3 May 2024

‘Churches are uniquely positioned to prevent, respond and heal’

An International Women’s Day event will discuss faith responses to violence against women. Picture: iStock.
Jenan Taylor
8 March 2024

Churches and family violence advocates will be encouraged to discuss the faith sector’s efforts to tackle violence against women at an International Women’s Day event.

Participants at the Faith Communities Preventing Violence Against Women round table will hear about the work various religious communities are doing to address family violence.

Organisers from the PVAW program said the aim was to bring together people from various churches, faith communities and domestic violence sector agencies to discuss what worked.

Program manager Kerryn Lewis said PVAW hoped participants would form connections through which they could share their knowledge, because they needed to make faith settings safe.

Read more: Call for churches to keep stepping up to prevent violence against women

Ms Lewis said the diocese’s program was leading the way in faith settings in Melbourne, after running for more than a decade.

She said the diocese wanted to share and build on its knowledge with other actors, and hear their expertise too.

“We need to bring all this together in a conversation, and we need their help. We can build capacity. We can share our resources and our learnings and support and encourage each other. It is important we work together, and it is important we get this information to more churches and other faith groups so we can make our churches safer,” Ms Lewis said.

She said churches could contribute to wider PVAW discourse because they were uniquely positioned to prevent it, as well as respond to and heal its effects.

It was their Christian mandate to get on board and contribute to the wider conversation and body of work, Ms Lewis said.

Read more: ‘Hidden and invisible’ family violence victims remembered at walk

Roundtable speaker Melbourne University public health expert Professor Cathy Vaughan said she planned to highlight the challenges faith leaders faced, and their best practise strategies for preventing and responding to family violence.

She will also discuss the good work being done by the Salvation Army, and in complex settings such as in the Buddhist community, and the Democratic Republic of Congo.
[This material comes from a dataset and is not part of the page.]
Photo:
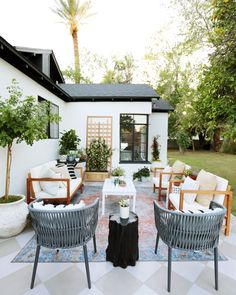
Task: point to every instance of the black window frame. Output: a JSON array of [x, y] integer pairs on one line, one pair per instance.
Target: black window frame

Professor Vaughan will present her PVAW program evaluation findings.

Ms Lewis said a presentation from Forman Christian College Lahore political science expert Ayra Indrias Patras would deepen participants’ understanding about diverse responses to PVAW.

She said Professor Indrias Patras would describe how the church in Pakistan was tackling it.

Ms Lewis said participants would also hear about the work the PVAW program was doing among CALD communities in the Melbourne Church.

She said they were part of the diocese’s efforts to focus on better meeting the needs of its multicultural members.

Ms Lewis said the roundtable would give participants plenty of time to discuss the presentations, and she hoped they would leave with a willingness to work together.

The round table will include insights from an evaluation of the Melbourne diocese Preventing Violence Against Women program.